Analogstick-Kappen. Flache Tastenkappen. Breite flache Tastenkappen. Überstehende Tastenkappen. Tiefe Tastenkappen. Und austauschbare Tastenkappenbeschriftungen. Wer sich die Explosionsgrafik des Access Controllers anschaut, erkennt schnell die enormen Kombinationsmöglichkeiten, die Sonys neues Accessibility-Kit bietet. Anfang des Jahres hatte der Publisher und Plattform-Betreiber den PS5-Controller unter dem Arbeitstitel „Project Leonardo“ auf der CES vorgestellt, Mitte Mai lieferte Sony dann frische Fakten und Produktbilder nach. „Das neue, hochgradig anpassbare Controller-Kit macht Spiele inklusiver und hilft Menschen mit Behinderungen, einfacher, länger und bequemer zu spielen“, heißt es in der beigefügten Pressemitteilung. Tatsächlich lässt sich die Vielzahl an Tasten und Stick-Kappen zu ganz unterschiedlichen, individuell hilfreichen Layouts kombinieren. Über die AUX-Ports des Access Controllers können SpielerInnen zudem Spezialschalter und Analogsticks anschließen; möglich ist auch die Kopplung von bis zu zwei Access Controllern mit einem PS5-Controller. Wann genau die neue Hardware erscheint, hat Sony zwar noch nicht verraten. Für PS5-Fans mit Behinderung ist der bevorstehende Release aber auf jeden Fall eine gute Nachricht.

Deutliche Zahlen
Wie relevant das Thema „Barrierefreiheit“ für die Games-Branche ist, wird schon bei den User-Zahlen deutlich. Die Weltgesundheitsorganisation WHO schätzt, dass es rund um den Globus gut 400 Millionen GamerInnen mit Behinderung gibt.

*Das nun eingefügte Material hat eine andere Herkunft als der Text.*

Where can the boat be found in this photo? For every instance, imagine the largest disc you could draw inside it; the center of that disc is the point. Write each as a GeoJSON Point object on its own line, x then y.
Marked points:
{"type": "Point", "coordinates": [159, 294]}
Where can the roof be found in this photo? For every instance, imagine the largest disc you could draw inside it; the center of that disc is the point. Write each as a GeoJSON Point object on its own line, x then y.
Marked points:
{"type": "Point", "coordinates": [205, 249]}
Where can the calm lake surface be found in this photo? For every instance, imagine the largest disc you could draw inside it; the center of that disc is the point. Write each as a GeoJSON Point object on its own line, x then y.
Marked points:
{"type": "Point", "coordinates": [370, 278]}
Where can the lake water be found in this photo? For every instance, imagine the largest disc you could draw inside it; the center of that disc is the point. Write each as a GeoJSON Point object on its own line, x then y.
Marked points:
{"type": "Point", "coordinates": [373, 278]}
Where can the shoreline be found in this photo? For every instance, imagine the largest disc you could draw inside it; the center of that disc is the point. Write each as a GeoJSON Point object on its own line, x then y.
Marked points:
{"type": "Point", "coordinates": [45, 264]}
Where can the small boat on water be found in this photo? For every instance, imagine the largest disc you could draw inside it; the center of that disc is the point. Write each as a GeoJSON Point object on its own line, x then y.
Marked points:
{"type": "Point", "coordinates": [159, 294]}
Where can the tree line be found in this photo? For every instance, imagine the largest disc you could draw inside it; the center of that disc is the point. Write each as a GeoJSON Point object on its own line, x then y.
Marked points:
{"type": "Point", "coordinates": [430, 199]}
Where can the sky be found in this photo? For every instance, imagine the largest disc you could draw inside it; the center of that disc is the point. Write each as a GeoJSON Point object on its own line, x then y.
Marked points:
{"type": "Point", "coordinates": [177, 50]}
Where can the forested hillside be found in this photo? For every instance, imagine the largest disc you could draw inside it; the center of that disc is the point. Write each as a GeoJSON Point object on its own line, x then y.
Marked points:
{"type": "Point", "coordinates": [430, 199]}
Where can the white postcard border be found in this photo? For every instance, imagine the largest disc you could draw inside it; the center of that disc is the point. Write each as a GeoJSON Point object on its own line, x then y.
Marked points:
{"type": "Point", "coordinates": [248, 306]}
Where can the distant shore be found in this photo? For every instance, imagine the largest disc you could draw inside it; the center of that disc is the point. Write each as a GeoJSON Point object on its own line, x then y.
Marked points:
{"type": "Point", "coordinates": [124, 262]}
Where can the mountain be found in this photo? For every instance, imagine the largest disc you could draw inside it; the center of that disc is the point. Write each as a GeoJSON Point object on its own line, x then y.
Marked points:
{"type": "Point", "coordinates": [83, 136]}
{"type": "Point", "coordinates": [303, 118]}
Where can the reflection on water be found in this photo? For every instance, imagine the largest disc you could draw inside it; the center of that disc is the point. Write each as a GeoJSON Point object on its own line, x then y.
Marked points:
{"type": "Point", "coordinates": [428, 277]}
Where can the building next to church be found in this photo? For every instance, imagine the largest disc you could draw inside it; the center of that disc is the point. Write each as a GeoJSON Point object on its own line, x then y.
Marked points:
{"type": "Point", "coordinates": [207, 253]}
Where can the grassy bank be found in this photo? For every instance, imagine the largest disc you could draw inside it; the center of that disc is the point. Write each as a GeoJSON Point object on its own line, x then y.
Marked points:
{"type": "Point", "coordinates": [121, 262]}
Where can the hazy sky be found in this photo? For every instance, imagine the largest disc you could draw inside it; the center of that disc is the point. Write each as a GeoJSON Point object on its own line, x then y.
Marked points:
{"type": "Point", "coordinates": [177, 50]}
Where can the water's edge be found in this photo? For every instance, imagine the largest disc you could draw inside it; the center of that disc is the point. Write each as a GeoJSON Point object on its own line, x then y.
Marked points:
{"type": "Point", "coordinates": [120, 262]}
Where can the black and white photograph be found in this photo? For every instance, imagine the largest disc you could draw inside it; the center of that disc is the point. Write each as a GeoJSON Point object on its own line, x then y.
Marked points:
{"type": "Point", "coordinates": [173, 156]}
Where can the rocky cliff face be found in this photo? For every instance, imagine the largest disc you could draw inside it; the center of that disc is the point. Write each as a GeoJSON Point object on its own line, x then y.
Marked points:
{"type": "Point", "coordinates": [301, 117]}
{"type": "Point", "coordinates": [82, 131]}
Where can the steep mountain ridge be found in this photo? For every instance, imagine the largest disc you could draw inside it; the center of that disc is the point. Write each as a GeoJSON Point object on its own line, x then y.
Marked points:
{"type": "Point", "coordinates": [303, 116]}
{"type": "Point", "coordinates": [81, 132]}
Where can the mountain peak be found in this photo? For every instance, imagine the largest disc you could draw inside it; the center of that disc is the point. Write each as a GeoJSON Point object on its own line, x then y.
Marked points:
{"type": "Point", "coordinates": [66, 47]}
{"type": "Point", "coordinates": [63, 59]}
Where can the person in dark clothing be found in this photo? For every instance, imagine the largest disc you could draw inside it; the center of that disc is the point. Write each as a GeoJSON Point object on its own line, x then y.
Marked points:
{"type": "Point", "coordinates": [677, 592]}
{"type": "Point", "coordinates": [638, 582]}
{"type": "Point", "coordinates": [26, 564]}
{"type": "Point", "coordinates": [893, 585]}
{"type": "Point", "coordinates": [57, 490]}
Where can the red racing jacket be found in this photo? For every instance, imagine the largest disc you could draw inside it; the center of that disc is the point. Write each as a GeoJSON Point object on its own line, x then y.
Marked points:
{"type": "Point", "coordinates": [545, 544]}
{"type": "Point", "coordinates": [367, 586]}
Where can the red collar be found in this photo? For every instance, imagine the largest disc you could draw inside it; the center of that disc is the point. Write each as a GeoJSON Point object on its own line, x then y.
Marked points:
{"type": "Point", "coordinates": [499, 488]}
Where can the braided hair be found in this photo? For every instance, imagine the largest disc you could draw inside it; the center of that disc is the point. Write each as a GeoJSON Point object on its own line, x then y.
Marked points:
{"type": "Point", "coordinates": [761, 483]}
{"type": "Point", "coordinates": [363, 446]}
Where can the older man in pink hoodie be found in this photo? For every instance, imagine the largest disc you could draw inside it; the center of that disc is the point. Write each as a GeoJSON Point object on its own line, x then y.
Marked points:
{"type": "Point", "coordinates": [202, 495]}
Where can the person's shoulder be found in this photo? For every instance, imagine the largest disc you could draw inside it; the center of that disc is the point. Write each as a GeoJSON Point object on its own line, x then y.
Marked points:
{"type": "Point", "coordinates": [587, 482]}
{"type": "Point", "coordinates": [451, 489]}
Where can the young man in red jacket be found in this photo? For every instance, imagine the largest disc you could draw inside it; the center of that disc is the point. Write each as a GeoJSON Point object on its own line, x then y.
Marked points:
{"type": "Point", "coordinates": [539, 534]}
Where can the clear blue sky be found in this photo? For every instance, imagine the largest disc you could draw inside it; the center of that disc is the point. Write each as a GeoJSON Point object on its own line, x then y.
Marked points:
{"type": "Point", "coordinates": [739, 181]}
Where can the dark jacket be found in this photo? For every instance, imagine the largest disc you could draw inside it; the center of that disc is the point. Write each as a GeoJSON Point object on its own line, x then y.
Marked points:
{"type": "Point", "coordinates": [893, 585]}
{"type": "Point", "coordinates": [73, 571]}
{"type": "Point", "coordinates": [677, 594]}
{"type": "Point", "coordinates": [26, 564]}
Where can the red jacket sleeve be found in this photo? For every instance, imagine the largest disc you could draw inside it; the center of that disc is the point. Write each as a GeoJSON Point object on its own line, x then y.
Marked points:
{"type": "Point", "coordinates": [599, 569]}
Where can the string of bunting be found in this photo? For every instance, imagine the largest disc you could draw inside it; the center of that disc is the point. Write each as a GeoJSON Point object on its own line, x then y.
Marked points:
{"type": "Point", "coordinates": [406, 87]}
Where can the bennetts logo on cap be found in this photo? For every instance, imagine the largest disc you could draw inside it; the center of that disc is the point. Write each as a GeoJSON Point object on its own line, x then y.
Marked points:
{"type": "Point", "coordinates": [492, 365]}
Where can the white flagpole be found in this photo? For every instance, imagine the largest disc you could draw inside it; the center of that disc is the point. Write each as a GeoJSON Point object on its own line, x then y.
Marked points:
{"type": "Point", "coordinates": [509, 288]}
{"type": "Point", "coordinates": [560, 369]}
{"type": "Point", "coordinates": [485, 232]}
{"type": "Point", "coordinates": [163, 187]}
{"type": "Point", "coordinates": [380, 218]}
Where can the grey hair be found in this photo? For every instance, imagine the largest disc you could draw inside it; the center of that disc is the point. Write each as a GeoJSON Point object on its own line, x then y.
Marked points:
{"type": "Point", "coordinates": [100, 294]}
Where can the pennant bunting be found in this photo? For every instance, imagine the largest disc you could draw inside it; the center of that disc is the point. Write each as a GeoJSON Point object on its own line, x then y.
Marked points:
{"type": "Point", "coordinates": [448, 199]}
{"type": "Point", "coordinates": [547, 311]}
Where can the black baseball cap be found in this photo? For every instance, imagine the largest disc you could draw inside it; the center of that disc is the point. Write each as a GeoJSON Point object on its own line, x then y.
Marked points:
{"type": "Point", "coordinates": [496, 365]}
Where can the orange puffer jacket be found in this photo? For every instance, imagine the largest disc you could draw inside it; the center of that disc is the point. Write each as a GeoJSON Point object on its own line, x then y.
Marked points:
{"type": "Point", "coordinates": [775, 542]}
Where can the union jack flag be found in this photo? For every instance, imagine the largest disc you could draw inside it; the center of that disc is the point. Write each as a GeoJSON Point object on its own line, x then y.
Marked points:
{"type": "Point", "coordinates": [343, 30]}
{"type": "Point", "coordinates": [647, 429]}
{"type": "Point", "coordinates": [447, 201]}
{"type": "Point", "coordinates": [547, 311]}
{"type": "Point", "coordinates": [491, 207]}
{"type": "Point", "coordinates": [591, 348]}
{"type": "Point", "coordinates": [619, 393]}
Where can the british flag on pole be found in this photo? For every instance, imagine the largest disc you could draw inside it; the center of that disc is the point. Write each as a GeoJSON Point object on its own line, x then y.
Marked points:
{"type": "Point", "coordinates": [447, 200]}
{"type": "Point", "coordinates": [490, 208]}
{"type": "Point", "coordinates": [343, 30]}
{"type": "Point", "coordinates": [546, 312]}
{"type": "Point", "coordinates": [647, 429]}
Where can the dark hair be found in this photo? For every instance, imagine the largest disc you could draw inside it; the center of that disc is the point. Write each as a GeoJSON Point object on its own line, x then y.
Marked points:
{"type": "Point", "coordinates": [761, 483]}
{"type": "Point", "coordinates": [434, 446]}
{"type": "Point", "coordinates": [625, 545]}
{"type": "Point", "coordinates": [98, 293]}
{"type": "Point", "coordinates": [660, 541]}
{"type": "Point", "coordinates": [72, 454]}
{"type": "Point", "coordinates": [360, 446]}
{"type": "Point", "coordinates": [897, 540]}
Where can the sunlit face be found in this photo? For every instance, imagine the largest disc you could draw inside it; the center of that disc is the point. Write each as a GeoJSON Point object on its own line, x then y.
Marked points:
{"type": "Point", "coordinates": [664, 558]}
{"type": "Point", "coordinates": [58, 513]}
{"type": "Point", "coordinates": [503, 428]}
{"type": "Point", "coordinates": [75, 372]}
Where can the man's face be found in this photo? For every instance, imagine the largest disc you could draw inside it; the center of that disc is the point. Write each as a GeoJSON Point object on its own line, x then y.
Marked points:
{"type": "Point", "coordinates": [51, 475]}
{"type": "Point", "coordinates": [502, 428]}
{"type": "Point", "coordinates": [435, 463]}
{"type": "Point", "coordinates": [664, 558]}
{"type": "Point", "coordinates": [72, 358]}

Für Deutschland hat der Bundesverband game Mitte Mai entsprechende Daten veröffentlicht: Einer YouGov-Umfrage zufolge zählen sich bundesweit 8,2 Millionen GamerInnen zu Menschen mit Behinderung; rund 14 Prozent von ihnen nutzen zum Spielen spezielle Eingabegeräte. Und obwohl es mittlerweile etliche Accessibility-Initiativen gibt, ist Gaming längst nicht für alle Menschen mit visueller, auditiver, kognitiver, sprachlicher und/oder motorischer Einschränkung eine Selbstverständlichkeit. Menschen mit Behinderung, die Gaming in vollen Zügen genießen wollen, stoßen nach wie vor auf etliche Hindernisse – von nicht barrierefreien Inhalten über unzureichende Hardware bis hin zu Gaming-Events, die nicht wirklich barrierefrei gestaltet sind. Kurz gesagt: Es gibt noch einiges zu tun.

 

Peer Counseling und technische Forschung

 

Einer, der schon viel bewegt hat, ist Mark Barlet. 2004 gründete der US-Amerikaner mit Gleichgesinnten die Non-Profit-Organisation AbleGamers, deren Geschäftsführer er bis heute ist. AbleGamers will Menschen mit Behinderung die Erfahrungen ermöglichen, die mit Gaming einhergehen – nicht nur den Spaß am Spiel selbst, sondern zum Beispiel auch das Knüpfen von Freundschaften. „Unsere Aufgabe ist, Spielen zu ermöglichen, um soziale Isolation zu bekämpfen und inklusive Communities zu fördern“, sagt Barlet, „und so das Leben von Menschen mit Behinderung zu verbessern.“ AbleGamers beschäftigt derzeit 17 MitarbeiterInnen in den USA und Kanada, hat mehrere Partnereinrichtungen und kooperiert mit etlichen Spielefirmen. Eines der drei Hauptbetätigungsfelder umfasst Peer Counseling und technische Forschung. „Mein AbleGamers-Team arbeitet hier ganz konkret in Einzelgesprächen mit Menschen mit Behinderung zusammen“, erläutert Barlet. „Kommt also eine Person mit Behinderungen zu AbleGamers und sagt: 'Ich brauche Hilfe beim Erlernen von Videospielen', dann hilft mein Team aus Peer-BeraterInnen und IngenieurInnen dabei, Lösungen zu entwickeln, die dieser Person den Einstieg ins Spiel ermöglichen.“ Das helfe vor allem Menschen mit körperlichen Behinderungen, so Barlet. Ziel von AbleGamers sei jedoch, alle Menschen mit Behinderung beim Gaming zu unterstützen – also beispielsweise auch neurodiverse Personen, die unter Traumata und Angststörungen leiden.

Updates zu Projekten
Das zweite große Tätigkeitsfeld von AbleGamers ist die Schulung von SpieleentwicklerInnen: Dafür beschäftigt die Organisation ein eigenes User-Research-Team. Im Mittelpunkt der Schulungen steht ein praxisorientiertes Programm für barrierefreie Spielerfahrung, so Barlet: „Die EntwicklerInnen lernen, Wahlmöglichkeiten für Menschen mit Behinderungen in ihre Spiele einzubauen.“ Das AbleGamers-Team liefert den Devs regelmäßige Einschätzungen zu laufenden Spieleprojekten, damit die fertigen Spiele dann möglichst barrierefrei werden. Der dritte Schwerpunkt von AbleGamers liegt in der Community-Arbeit, berichtet Barlet. Das Inklusionsteam kümmert sich also beispielsweise darum, dass Shows und Konferenzen barrierefreier werden – und auch, dass Menschen mit Behinderung in Communities willkommen geheißen und akzeptiert werden.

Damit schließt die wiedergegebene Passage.